WPP slashes global workforce as revenue contracts

WPP cut its global workforce by 7,000 in the past year as revenue and margins fell, part of a cost-saving drive tied to a broader strategic shift into AI and data platforms.

By  Storyboard18| Aug 8, 2025 6:29 PM

WPP, the multinational advertising conglomerate, reported a notable shrinkage of its global workforce on Thursday as it navigates mounting economic pressures. The group revealed that the average number of employees during the first half of 2025 dropped to 106,000 (down from 113,000 a year earlier), while total headcount as of June 30 stood at 104,000, compared to 111,000 at the same time last year. The 3.7 percent decline in staff since the beginning of the year was largely aligned with a like-for-like revenue contraction, according to the company.

That workforce reduction coincides with a softening in financial performance. WPP’s first-half revenue was £6,663 million, down 7.8 percent on a reported basis and 2.4 percent on a like-for-like basis, while headline operating profit plunged to £412 million (headline operating margin fell to 8.2 percent from 11.5 percent a year earlier). The reported operating profit, which factors in impairment and restructuring expenses, stood at £221 million.

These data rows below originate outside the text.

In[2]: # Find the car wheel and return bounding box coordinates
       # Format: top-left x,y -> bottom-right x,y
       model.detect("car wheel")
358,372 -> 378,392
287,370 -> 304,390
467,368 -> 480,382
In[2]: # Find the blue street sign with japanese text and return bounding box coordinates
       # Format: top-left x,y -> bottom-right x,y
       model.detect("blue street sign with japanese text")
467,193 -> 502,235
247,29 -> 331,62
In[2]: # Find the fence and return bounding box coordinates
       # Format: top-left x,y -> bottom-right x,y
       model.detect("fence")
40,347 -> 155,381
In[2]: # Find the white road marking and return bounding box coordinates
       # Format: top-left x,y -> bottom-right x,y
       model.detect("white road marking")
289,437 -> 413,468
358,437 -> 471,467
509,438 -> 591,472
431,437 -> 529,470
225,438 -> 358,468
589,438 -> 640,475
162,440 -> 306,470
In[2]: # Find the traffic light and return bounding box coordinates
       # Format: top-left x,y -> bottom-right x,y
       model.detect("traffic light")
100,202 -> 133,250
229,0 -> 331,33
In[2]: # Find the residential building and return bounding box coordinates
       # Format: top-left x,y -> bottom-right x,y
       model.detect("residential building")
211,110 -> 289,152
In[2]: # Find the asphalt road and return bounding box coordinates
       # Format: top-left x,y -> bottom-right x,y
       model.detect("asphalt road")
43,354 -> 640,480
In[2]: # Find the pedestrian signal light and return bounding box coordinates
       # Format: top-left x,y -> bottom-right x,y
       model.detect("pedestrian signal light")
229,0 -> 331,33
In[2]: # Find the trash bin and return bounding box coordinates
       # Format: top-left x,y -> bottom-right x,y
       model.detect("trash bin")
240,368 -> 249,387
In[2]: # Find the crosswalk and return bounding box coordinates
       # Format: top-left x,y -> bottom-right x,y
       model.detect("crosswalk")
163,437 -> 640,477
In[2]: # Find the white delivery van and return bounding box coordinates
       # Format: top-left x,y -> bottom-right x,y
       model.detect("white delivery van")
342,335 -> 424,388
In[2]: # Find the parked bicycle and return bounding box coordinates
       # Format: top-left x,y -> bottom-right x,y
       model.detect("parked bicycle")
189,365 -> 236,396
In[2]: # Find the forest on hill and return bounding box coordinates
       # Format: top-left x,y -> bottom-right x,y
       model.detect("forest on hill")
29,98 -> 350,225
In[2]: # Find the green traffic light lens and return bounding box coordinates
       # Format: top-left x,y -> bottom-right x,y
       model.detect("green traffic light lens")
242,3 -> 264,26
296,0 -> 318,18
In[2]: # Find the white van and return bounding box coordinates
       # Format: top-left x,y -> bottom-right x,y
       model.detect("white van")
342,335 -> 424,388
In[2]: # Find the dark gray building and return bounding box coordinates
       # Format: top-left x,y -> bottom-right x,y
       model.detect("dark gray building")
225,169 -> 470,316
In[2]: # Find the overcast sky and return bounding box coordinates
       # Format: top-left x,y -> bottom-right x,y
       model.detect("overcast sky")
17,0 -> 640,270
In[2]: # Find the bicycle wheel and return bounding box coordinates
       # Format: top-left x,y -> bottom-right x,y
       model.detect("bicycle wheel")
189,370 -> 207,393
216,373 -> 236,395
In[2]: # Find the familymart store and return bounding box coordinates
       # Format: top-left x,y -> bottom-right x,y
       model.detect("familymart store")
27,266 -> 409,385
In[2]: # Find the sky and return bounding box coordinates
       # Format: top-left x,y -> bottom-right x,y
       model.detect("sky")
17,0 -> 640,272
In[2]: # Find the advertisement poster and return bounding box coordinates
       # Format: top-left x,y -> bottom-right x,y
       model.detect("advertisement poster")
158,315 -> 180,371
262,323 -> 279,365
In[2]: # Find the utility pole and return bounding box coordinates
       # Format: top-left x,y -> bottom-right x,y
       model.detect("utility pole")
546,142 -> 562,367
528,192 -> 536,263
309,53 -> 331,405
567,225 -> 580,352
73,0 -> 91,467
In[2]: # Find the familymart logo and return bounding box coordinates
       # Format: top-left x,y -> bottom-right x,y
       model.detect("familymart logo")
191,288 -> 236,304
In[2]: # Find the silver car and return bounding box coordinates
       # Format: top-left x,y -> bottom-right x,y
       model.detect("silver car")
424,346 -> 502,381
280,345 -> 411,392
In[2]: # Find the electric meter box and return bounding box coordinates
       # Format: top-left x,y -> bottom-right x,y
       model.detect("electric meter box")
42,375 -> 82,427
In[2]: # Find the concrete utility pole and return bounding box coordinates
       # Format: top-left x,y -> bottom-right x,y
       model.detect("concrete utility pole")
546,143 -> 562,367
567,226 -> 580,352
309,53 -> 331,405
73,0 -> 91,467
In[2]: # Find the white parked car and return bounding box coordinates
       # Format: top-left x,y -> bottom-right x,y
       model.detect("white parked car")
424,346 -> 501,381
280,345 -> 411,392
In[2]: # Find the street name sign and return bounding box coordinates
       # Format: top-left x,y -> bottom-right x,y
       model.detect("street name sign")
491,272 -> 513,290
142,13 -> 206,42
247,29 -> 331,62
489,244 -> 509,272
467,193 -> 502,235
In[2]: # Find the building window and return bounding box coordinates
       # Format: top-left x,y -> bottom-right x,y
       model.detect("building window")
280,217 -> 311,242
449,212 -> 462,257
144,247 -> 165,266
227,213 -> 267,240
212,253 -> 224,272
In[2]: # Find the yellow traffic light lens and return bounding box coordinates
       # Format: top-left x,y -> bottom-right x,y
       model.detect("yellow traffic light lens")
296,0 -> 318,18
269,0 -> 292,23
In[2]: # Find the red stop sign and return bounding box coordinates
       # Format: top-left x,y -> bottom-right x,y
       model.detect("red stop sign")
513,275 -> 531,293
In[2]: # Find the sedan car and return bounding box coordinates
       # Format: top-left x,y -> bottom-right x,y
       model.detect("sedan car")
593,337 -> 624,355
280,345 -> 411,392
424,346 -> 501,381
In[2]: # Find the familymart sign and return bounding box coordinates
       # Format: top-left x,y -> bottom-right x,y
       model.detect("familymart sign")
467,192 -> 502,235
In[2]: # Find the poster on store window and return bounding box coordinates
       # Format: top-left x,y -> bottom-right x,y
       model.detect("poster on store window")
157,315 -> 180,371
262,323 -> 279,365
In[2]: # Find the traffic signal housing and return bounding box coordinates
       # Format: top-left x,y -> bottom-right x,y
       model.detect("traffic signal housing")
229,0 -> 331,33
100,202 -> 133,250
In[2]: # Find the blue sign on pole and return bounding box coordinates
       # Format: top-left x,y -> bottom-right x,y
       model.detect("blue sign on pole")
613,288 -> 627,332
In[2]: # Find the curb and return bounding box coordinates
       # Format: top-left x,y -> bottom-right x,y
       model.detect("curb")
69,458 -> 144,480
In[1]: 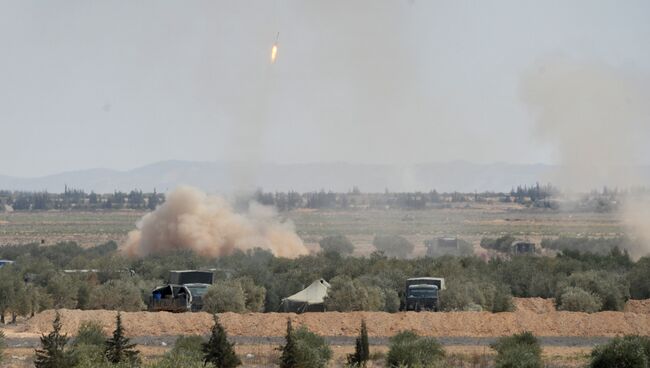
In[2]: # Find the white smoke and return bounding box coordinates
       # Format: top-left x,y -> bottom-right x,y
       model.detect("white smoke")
121,186 -> 308,258
521,60 -> 650,253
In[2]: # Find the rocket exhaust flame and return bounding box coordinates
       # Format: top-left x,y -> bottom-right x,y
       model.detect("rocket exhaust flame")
271,32 -> 280,64
271,44 -> 278,63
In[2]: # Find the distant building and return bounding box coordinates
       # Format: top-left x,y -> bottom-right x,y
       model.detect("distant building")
512,241 -> 536,254
0,259 -> 14,267
424,237 -> 460,257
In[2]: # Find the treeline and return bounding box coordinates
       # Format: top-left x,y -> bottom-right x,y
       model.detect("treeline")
0,237 -> 650,320
10,312 -> 650,368
0,186 -> 165,212
0,183 -> 650,212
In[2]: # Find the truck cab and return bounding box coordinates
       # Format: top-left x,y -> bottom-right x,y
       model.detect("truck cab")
403,277 -> 445,312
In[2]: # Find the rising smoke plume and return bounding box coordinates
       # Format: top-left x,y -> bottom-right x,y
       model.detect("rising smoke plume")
521,60 -> 650,255
122,186 -> 308,258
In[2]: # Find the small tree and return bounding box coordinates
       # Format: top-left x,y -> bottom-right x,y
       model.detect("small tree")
589,336 -> 650,368
279,319 -> 299,368
104,312 -> 140,365
348,320 -> 370,367
491,332 -> 544,368
34,312 -> 76,368
203,314 -> 241,368
386,331 -> 445,368
0,331 -> 5,363
72,321 -> 107,347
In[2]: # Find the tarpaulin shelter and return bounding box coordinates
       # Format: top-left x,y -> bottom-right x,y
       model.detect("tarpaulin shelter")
280,279 -> 330,313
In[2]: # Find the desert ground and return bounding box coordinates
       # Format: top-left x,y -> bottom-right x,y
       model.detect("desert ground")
0,203 -> 625,252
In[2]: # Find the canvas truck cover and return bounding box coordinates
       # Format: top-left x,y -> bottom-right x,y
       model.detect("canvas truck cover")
169,270 -> 214,285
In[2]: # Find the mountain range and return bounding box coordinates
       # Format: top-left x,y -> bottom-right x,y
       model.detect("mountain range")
0,161 -> 650,193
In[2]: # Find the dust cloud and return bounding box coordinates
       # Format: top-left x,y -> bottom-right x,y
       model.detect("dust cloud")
521,60 -> 650,253
121,186 -> 308,258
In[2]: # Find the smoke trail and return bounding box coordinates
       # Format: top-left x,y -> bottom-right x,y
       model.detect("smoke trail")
521,60 -> 650,253
122,186 -> 308,258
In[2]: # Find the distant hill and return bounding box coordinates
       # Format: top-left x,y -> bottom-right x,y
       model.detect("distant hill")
0,161 -> 650,193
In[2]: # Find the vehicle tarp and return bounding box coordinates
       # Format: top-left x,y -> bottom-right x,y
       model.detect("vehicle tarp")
281,279 -> 330,313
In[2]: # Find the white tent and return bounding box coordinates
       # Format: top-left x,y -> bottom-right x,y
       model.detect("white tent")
281,279 -> 330,313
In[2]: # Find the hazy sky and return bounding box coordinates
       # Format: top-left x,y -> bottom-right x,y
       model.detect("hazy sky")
0,0 -> 650,176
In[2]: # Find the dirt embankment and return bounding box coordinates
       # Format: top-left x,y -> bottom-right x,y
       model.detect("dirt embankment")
16,298 -> 650,337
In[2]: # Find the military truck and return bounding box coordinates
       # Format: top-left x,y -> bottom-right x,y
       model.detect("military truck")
402,277 -> 445,312
149,270 -> 214,312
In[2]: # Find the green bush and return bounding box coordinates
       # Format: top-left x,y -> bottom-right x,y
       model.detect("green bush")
171,335 -> 205,356
386,331 -> 445,368
294,326 -> 332,368
73,321 -> 108,348
589,336 -> 650,368
491,332 -> 543,368
201,314 -> 241,368
0,331 -> 5,363
237,276 -> 266,312
556,286 -> 603,313
318,235 -> 354,255
279,320 -> 332,368
558,270 -> 630,311
628,256 -> 650,299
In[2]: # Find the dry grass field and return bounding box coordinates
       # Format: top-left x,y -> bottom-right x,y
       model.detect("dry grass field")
0,203 -> 624,255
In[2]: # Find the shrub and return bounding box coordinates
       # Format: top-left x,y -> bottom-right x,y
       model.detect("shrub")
558,270 -> 629,311
203,280 -> 246,313
34,312 -> 76,368
589,336 -> 650,368
237,276 -> 266,312
148,335 -> 205,368
386,331 -> 445,368
280,320 -> 332,368
278,319 -> 300,368
325,276 -> 386,312
73,321 -> 107,347
628,257 -> 650,299
318,235 -> 354,255
556,286 -> 603,313
348,320 -> 370,367
104,312 -> 140,366
491,332 -> 543,368
0,331 -> 5,363
372,235 -> 415,258
202,314 -> 241,368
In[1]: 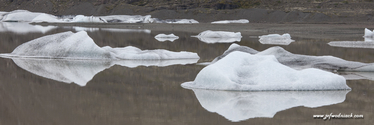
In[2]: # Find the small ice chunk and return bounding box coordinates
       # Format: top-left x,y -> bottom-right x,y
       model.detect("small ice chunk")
212,19 -> 249,24
70,15 -> 108,23
182,51 -> 350,91
364,28 -> 374,37
259,33 -> 295,45
193,89 -> 349,122
192,30 -> 242,43
155,34 -> 179,42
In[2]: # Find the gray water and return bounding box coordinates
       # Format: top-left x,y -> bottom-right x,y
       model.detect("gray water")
0,24 -> 374,125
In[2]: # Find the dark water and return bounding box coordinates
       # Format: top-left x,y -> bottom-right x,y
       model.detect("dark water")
0,23 -> 374,125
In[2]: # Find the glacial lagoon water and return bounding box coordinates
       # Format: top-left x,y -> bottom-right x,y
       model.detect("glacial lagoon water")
0,23 -> 374,125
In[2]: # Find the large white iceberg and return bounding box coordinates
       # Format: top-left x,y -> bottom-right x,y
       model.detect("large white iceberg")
182,51 -> 350,91
192,30 -> 242,43
155,33 -> 179,42
213,44 -> 374,72
193,89 -> 349,122
2,31 -> 199,60
212,19 -> 249,24
259,33 -> 295,45
5,58 -> 198,86
0,22 -> 57,34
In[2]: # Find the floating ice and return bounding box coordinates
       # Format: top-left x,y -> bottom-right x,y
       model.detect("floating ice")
6,58 -> 198,86
70,15 -> 108,23
0,22 -> 57,34
259,33 -> 295,45
212,19 -> 249,24
155,34 -> 179,42
2,31 -> 199,60
213,44 -> 374,72
182,51 -> 350,91
193,89 -> 349,122
364,28 -> 374,37
193,30 -> 242,43
0,10 -> 62,22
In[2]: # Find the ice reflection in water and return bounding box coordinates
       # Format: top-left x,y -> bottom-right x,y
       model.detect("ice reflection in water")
0,22 -> 57,34
193,89 -> 349,122
7,58 -> 199,86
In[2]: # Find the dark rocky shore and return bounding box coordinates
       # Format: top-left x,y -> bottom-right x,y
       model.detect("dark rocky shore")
0,0 -> 374,24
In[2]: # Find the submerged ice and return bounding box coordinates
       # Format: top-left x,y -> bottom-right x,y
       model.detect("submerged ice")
2,31 -> 199,60
193,89 -> 349,122
182,51 -> 350,91
193,30 -> 242,43
259,33 -> 295,45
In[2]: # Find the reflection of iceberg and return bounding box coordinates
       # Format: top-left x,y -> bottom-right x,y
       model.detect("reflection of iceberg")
193,89 -> 349,122
155,34 -> 179,42
212,19 -> 249,24
8,58 -> 198,86
259,33 -> 295,45
193,30 -> 242,43
2,31 -> 199,60
0,22 -> 57,34
182,51 -> 350,91
327,41 -> 374,48
69,26 -> 151,34
213,44 -> 374,71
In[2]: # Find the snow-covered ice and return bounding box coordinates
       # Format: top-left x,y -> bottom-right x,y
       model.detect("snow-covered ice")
259,33 -> 295,45
182,51 -> 350,91
193,89 -> 349,122
0,22 -> 57,34
192,30 -> 242,43
155,33 -> 179,42
7,58 -> 199,86
213,44 -> 374,72
2,31 -> 199,60
364,28 -> 374,37
212,19 -> 249,24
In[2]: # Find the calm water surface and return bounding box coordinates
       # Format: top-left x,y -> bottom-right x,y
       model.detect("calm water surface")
0,24 -> 374,125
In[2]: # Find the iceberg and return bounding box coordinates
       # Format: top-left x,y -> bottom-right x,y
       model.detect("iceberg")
212,19 -> 249,24
259,33 -> 295,45
182,51 -> 350,91
193,89 -> 349,122
5,58 -> 198,86
0,22 -> 57,34
213,44 -> 374,72
155,34 -> 179,42
1,31 -> 199,60
364,28 -> 374,37
192,30 -> 242,43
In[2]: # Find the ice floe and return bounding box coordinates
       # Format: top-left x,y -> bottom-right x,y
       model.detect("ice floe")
259,33 -> 295,45
192,30 -> 242,43
2,31 -> 199,60
364,28 -> 374,37
155,33 -> 179,42
0,22 -> 57,34
193,89 -> 349,122
213,44 -> 374,72
7,58 -> 198,86
182,51 -> 350,91
212,19 -> 249,24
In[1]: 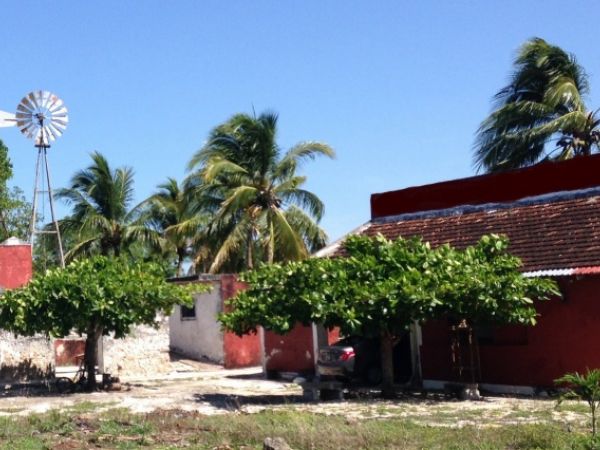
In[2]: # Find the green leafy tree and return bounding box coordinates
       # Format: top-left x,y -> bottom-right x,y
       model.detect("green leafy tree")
475,38 -> 600,172
57,152 -> 161,259
189,113 -> 334,272
0,186 -> 32,241
220,235 -> 558,396
555,369 -> 600,442
0,256 -> 196,390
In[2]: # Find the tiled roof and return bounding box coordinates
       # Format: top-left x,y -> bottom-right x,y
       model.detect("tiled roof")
326,192 -> 600,273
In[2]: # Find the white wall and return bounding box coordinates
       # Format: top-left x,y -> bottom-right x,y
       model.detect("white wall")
169,282 -> 225,364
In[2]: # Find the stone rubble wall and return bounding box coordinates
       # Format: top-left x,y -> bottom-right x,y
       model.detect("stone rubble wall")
0,331 -> 54,383
102,317 -> 171,378
0,317 -> 173,384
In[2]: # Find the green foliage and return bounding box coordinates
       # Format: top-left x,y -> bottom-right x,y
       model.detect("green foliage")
220,235 -> 559,336
57,152 -> 161,260
475,38 -> 600,172
145,178 -> 213,276
554,369 -> 600,442
189,113 -> 334,272
428,235 -> 560,325
0,186 -> 31,242
0,256 -> 197,338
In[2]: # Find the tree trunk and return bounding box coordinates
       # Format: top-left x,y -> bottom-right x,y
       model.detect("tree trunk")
246,227 -> 254,270
177,248 -> 185,277
267,221 -> 275,264
381,331 -> 396,398
84,324 -> 102,392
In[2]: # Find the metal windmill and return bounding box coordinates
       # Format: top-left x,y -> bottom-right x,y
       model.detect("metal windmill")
0,91 -> 69,267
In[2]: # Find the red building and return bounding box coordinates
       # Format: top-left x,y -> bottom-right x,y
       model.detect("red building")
318,155 -> 600,391
0,238 -> 32,290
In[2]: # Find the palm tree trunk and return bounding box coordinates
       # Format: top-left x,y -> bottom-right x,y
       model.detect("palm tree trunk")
177,248 -> 185,277
380,331 -> 396,398
267,220 -> 275,264
246,227 -> 254,270
84,323 -> 102,392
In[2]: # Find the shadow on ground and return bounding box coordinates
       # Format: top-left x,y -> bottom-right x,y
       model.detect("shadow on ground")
194,394 -> 310,411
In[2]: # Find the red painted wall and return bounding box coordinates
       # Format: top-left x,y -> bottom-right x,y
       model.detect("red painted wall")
0,244 -> 32,289
221,275 -> 261,369
421,276 -> 600,387
265,324 -> 315,372
371,155 -> 600,218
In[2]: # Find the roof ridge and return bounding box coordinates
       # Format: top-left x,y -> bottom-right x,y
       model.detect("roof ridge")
372,186 -> 600,226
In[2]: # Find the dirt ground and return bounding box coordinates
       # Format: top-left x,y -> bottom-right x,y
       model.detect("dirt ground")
0,361 -> 587,427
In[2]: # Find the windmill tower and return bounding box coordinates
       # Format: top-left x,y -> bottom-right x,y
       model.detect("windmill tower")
0,91 -> 69,267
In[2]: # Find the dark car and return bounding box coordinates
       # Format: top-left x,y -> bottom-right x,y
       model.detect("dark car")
317,333 -> 412,385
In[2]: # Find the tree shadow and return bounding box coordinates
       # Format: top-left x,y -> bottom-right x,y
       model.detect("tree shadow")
194,393 -> 310,411
0,358 -> 54,383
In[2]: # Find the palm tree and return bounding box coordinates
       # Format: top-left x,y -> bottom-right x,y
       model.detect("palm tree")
474,38 -> 600,172
57,152 -> 160,259
189,113 -> 335,272
146,178 -> 210,276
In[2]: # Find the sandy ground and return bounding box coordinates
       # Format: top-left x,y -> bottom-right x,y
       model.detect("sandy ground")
0,361 -> 586,427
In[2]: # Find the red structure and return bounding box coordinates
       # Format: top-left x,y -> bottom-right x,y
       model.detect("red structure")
221,275 -> 262,369
263,324 -> 339,377
318,155 -> 600,389
0,238 -> 32,289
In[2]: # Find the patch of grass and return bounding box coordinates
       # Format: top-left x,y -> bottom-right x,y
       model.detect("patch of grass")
63,400 -> 118,414
0,408 -> 586,450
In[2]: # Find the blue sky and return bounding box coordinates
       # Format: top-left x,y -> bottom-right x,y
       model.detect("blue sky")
0,0 -> 600,239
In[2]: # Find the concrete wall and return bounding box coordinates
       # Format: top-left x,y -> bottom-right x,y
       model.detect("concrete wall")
221,275 -> 262,369
102,317 -> 172,378
169,281 -> 225,364
421,276 -> 600,387
0,331 -> 54,383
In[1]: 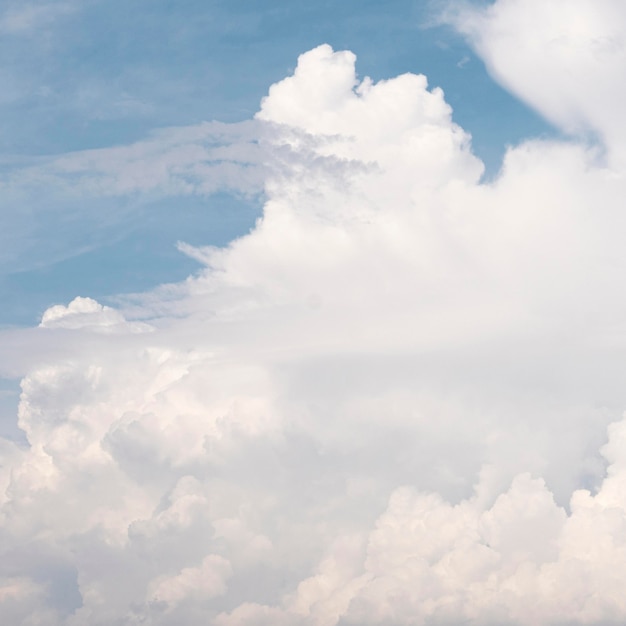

Rising severance and restructuring costs played a key role in the margin squeeze. WPP spent £86 million on severance in H1 2025 - far exceeding the £36 million outlay in H1 2024. The company stated that second-quarter actions are expected to deliver £150 million-plus in annualised gross cost savings starting in 2026.

As part of its strategy to boost productivity, WPP highlighted the accelerated adoption of its internal platform, WPP Open: about 85 percent of client-facing employees were using it in June, compared to roughly 60 percent in March. This, along with investments in AI and first-party data platforms like InfoSum, is intended to drive efficiency amid a leaner workforce.

The report also revealed regional disparities: North America and India held steadier, while China saw sharp revenue declines tied to lost client assignments. Media agencies and global integrated operations faced double-digit revenue pressure, while specialist businesses remained mostly flat.

WPP’s headcount cuts highlights a pivotal moment. The company is shedding staff to sharpen its cost structure while betting on technology-driven efficiency to stabilize margins in the months ahead. Under new leadership, the firm’s leaner footprint may yet serve as a springboard to future growth.